Really,really appreciate the answers
Mike B


Michelle's picture

Take a look in the system table and see what path it has for them. Make sure you don't have any other copies floating around anywhere.


Is this the sql DB on the

mike3945's picture

Is this the sql DB on the server?

Updates report not reflecting the update

solomojo's picture

After completing the steps to update a module, when I go to /admin/reports/updates it still lists the previous version of the module and that it needs to be updated.

For example I was using CAPTCHA 6.x-2.2 so I updated to 6.x-2.3 by:

  1. Setting the Site Maintenance Status to "off-line"
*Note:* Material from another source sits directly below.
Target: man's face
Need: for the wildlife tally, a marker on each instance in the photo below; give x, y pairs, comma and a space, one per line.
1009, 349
  2. Deleting the sites/all/modules/captcha folder
    cd sites/all/modules
    rm -rf captcha

  3. Unpacking the updated module onto the server.
    cd sites/all/modules
    wget http://ftp.drupal.org/files/projects/captcha-6.x-2.3.tar.gz
    tar zxvf captcha-6.x-2.3.tar.gz

  4. Running www.mysite.com/update.php
    NOTE: In the select versions it said "No updates available" under captcha module. I ran the update.php anyway.

  5. Setting the Site Maintenance Status to "on-line"
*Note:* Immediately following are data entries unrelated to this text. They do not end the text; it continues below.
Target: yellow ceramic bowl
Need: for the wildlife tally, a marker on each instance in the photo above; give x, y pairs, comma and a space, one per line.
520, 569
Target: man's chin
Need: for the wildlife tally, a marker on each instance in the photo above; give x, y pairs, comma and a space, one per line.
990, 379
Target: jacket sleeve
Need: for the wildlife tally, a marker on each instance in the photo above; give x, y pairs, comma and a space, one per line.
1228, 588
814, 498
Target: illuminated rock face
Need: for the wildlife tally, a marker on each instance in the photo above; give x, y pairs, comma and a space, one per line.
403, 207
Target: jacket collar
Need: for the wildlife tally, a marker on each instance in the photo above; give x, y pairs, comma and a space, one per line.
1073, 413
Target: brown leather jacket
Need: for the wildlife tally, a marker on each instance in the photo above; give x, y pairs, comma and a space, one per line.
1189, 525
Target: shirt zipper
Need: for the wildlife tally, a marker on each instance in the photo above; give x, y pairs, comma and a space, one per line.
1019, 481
I did this with several different modules all with the same result. I also checked each updated module's .info file for the version number and it shows the new version number. I also tried clearing the site cache on the performance page.
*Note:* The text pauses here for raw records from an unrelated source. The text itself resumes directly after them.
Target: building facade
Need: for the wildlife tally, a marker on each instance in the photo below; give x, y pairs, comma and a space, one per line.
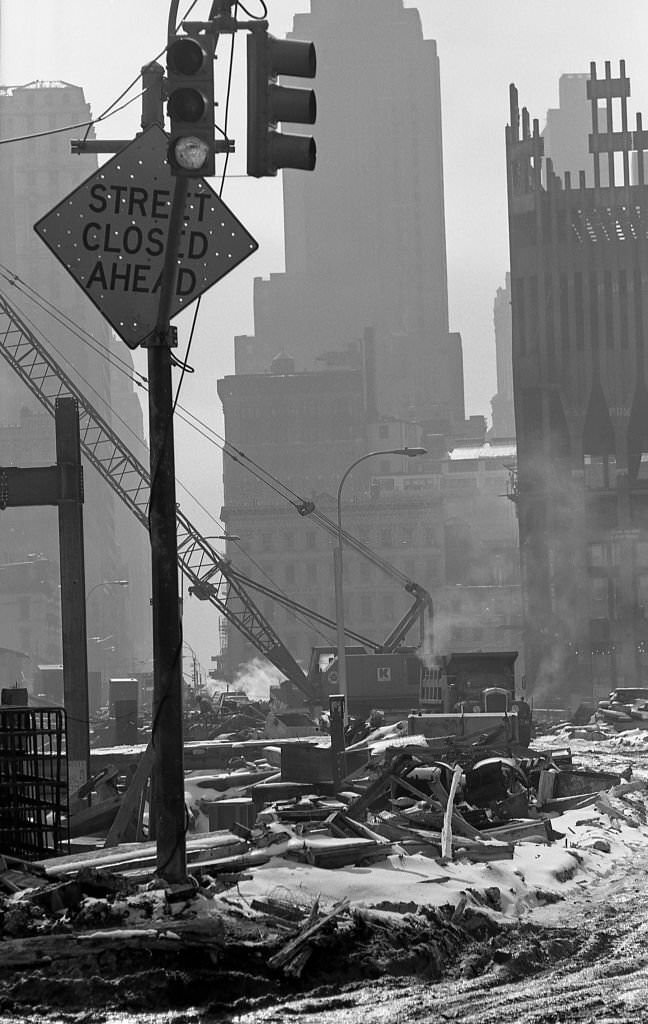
364, 232
35, 175
579, 292
443, 521
502, 402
I am using Drupal 6.19 with a multisite setup. Each site has its own database but they all use the same Drupal Core.

Any helpful info on getting the updated module versions to show on the Available Updates list would be a huge help.

I was running update.php from https

solomojo's picture

I tried the process again and made sure that I was not using https and that seems to have solved the problem. I have my admin section on SSL so when I clicked the link to go to update.php it stayed in https. I removed the folders... unpacked the updates again... and ran the update.php making sure that it was on my http domain and voila it worked.

Such a simple question

LJEsposito's picture

Such a complex response - Welcome to Drupal!

Larry Esposito

:) My sentiments exactly!

strands's picture


My sentiments exactly!

Multiple Moldule Updates?

ja09's picture


I'm wondering if it's best practice to update modules one at a time/run update.php per module...

Or can I just update all modules, then run update.php for everything?.. updating between 2-6 modules at once. Thanks!

If I have many to do, I do

greta_drupal's picture

If I have many to do, I do them in batches -- 3 or 4 at a time. Run update.php after each batch, and make a (Backup & Migrate module) backup after each update run. I save the more problematic modules (e.g., Date, Calendar; Image modules) for last -- doing those in individual batches too, in case I need to roll back the database to previous batch.

If you only have a few modules, and don't anticipate problems, make a db backup then install them all at once. One update.php.

Always first delete the old folder, then unzip the new update. (Personally, I don't bother to uninstall the modules first -- quite a PITA and then I have to remember exactly which components of the modules I had enabled.)

This is how I roll.

Don't forget the drush alternative

revagomes's picture

If you are familiar with drush you can run the "drush sql-dump" command to make the database backup and then run the "drush up" for update the modules.

Drush already make a bkp of the old module by default and it's really fast to make an update for a bunch of modules as well.

For more information about drush visit the drush project page http://drupal.org/project/drush


Keep in mind that we are whom will change the world!
revagomes.com.br is powered by Drupal.

Tool to Install or update Drupal 6 or 7 modules or themes

cslavoie's picture

If it can be of use to anyone, I have written a small tool to batch update all the modules in a directory. Let me know what you think of it.


Not always on Drupal specifically, but you may find something interesting: http://blog.lavoie.sl/

Updating from 6.x.1.11 to 6.x.1.14 acceptable?

preper's picture


My nodewords module is version 6.x.1.11. I know that there are some data losses and bugs in some versions?

Can I update my module form 6.x-1.11 to 6.x.1.14 normally or should I make some extra things not to lose any data.